Es la última de las novelas de Philip Dick que he escogido para in­cluir en el presente volumen. Podía haber mencionado su Ubik (1969), Fluyan más lágrimas, dijo el policía (1974), o Una mirada en la obscuridad (1977), a las cuales les sobran méritos para ser recomen­dadas. Incluso pensé incluir su última novela, VALIS (1981), que algunos consideran incomprensible, y que a mi juicio es una con­fesión honesta y dolorosamente divertida, pero en algún sitio hay que trazar la línea. ¿Sueñan los androides con ovejas eléctricas? (Do Androids Dream of Electric Sheep?) se ha convertido en la novela más leída de Dick desde que se la convirtió en guión del hermoso filme de ciencia ficción Bladerunner en 1982. Es también una de sus mejo­res obras.

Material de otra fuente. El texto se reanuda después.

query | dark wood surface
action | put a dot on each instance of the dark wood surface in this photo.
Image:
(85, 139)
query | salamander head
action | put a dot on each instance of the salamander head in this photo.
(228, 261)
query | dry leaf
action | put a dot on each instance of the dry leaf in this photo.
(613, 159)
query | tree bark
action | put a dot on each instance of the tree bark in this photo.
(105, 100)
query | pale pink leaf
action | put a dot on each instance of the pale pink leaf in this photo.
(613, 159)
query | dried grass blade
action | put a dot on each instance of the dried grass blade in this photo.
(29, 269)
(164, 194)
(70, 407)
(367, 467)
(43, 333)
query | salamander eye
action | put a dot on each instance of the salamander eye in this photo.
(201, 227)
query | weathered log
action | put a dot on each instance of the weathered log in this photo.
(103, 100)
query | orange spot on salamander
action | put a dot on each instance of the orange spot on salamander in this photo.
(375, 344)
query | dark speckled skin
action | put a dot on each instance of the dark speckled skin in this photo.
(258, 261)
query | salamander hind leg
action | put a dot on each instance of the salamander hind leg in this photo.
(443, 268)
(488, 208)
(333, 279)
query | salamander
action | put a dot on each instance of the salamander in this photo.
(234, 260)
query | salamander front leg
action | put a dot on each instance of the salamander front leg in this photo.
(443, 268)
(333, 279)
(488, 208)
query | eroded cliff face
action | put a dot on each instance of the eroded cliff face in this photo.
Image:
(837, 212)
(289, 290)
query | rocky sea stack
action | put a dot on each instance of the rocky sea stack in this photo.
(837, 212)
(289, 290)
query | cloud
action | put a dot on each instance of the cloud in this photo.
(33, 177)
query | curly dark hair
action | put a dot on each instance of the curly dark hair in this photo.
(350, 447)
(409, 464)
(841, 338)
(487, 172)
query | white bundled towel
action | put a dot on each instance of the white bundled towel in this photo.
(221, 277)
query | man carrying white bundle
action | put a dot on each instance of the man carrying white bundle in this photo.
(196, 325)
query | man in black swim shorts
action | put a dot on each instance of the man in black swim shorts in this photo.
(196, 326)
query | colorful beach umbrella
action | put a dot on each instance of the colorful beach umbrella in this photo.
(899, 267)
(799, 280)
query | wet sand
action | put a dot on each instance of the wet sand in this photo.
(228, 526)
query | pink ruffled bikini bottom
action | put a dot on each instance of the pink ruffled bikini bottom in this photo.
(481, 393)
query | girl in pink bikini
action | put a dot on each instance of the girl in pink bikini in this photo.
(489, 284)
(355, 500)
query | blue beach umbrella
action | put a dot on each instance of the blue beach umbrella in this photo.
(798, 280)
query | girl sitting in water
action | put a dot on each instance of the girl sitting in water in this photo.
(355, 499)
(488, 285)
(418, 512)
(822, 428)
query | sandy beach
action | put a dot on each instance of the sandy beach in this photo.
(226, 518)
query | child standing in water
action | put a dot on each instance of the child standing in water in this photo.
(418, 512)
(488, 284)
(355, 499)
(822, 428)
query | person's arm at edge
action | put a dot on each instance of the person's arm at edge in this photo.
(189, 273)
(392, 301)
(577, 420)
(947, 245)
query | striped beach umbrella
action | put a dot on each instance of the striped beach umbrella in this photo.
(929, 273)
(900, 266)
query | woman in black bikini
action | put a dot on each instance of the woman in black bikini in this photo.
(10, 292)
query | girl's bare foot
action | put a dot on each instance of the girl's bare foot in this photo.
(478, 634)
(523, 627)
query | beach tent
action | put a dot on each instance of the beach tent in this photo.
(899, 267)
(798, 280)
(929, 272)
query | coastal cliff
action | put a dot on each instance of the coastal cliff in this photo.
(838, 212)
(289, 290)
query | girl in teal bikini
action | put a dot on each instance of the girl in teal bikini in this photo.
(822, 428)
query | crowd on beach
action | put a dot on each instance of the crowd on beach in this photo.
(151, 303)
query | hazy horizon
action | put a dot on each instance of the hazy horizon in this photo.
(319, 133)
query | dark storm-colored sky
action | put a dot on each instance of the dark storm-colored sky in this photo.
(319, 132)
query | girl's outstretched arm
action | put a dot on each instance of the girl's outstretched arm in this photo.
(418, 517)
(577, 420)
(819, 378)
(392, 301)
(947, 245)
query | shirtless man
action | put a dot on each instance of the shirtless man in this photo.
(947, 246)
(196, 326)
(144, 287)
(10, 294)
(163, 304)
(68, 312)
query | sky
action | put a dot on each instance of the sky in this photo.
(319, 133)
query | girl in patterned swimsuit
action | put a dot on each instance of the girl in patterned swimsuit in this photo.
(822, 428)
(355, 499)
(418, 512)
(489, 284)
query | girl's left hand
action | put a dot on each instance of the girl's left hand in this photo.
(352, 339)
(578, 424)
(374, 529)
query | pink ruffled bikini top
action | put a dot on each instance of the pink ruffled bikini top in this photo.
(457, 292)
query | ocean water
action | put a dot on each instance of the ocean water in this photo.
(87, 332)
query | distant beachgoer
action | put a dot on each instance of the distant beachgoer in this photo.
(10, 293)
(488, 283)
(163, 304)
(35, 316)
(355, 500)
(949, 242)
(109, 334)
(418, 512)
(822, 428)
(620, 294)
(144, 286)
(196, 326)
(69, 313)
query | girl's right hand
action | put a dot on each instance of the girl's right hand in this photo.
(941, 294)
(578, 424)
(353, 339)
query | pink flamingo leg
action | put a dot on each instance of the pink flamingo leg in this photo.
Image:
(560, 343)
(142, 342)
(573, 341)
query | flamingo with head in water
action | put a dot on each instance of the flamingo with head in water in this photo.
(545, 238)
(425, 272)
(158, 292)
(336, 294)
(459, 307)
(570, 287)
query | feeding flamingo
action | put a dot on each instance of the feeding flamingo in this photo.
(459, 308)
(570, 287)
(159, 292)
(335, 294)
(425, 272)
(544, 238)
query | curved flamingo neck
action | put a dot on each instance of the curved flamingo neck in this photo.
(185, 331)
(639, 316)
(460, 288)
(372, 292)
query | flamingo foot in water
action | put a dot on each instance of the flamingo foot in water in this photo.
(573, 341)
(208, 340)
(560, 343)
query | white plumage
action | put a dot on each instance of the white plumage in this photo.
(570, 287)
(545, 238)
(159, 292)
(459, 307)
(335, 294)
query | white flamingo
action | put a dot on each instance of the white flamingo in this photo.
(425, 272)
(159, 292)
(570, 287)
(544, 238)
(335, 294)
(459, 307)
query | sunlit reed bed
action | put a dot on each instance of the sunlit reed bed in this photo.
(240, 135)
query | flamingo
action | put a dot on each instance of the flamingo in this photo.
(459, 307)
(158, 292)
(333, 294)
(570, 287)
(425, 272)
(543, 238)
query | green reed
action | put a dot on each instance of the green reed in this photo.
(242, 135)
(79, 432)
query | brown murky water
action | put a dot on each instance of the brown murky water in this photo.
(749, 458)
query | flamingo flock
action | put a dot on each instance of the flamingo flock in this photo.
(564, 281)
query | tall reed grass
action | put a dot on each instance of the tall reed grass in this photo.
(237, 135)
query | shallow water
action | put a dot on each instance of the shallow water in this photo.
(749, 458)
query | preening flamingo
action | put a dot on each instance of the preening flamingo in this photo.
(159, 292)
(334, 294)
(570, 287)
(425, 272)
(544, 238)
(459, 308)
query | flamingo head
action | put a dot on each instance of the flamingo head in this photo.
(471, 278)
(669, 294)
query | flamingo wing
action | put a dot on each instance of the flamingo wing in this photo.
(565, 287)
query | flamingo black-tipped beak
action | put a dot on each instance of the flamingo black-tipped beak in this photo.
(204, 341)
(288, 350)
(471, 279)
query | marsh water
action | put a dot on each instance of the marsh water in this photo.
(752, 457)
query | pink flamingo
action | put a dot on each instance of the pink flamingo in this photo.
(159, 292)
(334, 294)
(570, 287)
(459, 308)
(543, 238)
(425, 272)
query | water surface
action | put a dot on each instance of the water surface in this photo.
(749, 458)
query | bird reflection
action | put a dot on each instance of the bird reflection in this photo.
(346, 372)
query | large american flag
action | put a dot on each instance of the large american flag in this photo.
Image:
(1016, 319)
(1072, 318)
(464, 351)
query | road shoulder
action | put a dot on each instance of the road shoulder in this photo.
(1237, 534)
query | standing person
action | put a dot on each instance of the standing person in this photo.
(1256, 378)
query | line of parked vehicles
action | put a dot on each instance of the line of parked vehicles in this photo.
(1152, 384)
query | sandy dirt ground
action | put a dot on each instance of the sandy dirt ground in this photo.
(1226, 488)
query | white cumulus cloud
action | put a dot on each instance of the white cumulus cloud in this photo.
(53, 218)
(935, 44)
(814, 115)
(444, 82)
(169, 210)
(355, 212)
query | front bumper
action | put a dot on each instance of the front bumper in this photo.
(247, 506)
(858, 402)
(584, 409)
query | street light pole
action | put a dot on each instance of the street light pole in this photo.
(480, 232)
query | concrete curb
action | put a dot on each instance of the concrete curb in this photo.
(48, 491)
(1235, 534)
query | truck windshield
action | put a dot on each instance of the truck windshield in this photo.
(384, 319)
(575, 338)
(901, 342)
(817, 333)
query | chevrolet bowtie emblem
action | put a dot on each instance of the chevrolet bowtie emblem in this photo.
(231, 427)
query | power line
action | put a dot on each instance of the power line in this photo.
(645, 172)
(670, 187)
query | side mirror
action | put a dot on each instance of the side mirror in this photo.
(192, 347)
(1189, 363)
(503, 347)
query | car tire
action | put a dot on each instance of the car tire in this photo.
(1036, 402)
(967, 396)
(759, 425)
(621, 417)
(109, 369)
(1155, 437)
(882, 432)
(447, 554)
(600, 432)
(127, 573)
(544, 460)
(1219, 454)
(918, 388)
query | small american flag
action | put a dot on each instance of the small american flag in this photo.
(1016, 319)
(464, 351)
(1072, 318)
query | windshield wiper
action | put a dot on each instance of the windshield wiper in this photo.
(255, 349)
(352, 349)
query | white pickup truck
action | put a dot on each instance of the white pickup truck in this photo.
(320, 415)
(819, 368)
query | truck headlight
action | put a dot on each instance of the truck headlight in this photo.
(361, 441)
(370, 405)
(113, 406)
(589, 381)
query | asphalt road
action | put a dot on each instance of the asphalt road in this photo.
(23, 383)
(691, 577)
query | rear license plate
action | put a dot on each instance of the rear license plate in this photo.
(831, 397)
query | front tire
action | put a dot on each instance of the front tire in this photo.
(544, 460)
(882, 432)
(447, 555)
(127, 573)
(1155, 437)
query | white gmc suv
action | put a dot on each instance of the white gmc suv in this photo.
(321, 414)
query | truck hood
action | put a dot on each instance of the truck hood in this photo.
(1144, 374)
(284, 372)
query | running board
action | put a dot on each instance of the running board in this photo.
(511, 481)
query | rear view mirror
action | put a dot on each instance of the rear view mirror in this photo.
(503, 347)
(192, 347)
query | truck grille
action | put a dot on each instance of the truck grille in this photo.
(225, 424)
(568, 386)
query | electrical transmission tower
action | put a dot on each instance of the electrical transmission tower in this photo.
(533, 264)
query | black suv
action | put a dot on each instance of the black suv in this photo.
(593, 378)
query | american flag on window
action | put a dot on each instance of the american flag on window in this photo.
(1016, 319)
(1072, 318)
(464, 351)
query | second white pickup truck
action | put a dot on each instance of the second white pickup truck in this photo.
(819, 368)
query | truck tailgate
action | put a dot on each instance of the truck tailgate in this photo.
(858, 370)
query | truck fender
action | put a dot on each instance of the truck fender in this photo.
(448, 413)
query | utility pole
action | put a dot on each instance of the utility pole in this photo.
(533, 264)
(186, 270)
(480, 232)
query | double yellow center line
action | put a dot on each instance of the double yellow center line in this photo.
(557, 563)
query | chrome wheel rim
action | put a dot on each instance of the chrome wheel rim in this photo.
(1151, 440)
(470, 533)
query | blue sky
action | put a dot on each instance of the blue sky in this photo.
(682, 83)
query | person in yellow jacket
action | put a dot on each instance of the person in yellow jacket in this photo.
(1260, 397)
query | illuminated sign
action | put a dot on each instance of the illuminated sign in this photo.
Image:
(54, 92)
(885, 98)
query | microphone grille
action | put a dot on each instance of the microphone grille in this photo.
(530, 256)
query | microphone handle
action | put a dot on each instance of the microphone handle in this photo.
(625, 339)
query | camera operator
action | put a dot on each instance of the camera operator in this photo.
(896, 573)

El héroe, Rick Deckard, es un cazador mercenario, cuya tarea consiste en disparar sobre androides vagabundos. Estas sofisticadas máquinas son casi idénticas a los seres humanos y sólo mediante la aplicación de ciertos tests psicológicos puede Deckard asegurarse de que son efectivamente androides. (El impreciso límite entre lo natural y lo artificial es el tema principal de este libro, como de gran parte de la obra de Dick.) Los androides han sido fabricados para ser utilizados en otros planetas del sistema solar, pero algunos de ellos han escapado de los mundos coloniales y vagan ilícitamente por la Tierra. Se trata de una Tierra decadente y subpoblada dentro de unas cuantas décadas: la guerra mundial ha terminado, y casi todos los animales se han extinguido, muertos por efecto del polvo radiactivo. Gran parte de la humanidad sobreviviente ha emigrado fuera del mundo, e inmensos bloques de apartamentos cubren de­sordenadamente el paisaje californiano, llenos de polvo, de televiso­res inútiles y de todos los detritos entrópicos que el otro personaje principal, J. R. Isidore, llama kipple. Como explica Isidore, kipple son los «objetos inútiles, como la correspondencia publicitaria o una caja de cerillas vacía, el envoltorio de un chicle o el periódico de ayer. Cuando no hay nadie cerca, los kipple se reproducen. Por ejemplo, si uno se va a la cama y deja algunos kipple en el suelo, cuando se despierta, a la mañana siguiente, se han duplicado. Cada vez son más y más». Isidore es tonto, un «cabeza de chorlito», pero hay sabiduría en su simplicidad.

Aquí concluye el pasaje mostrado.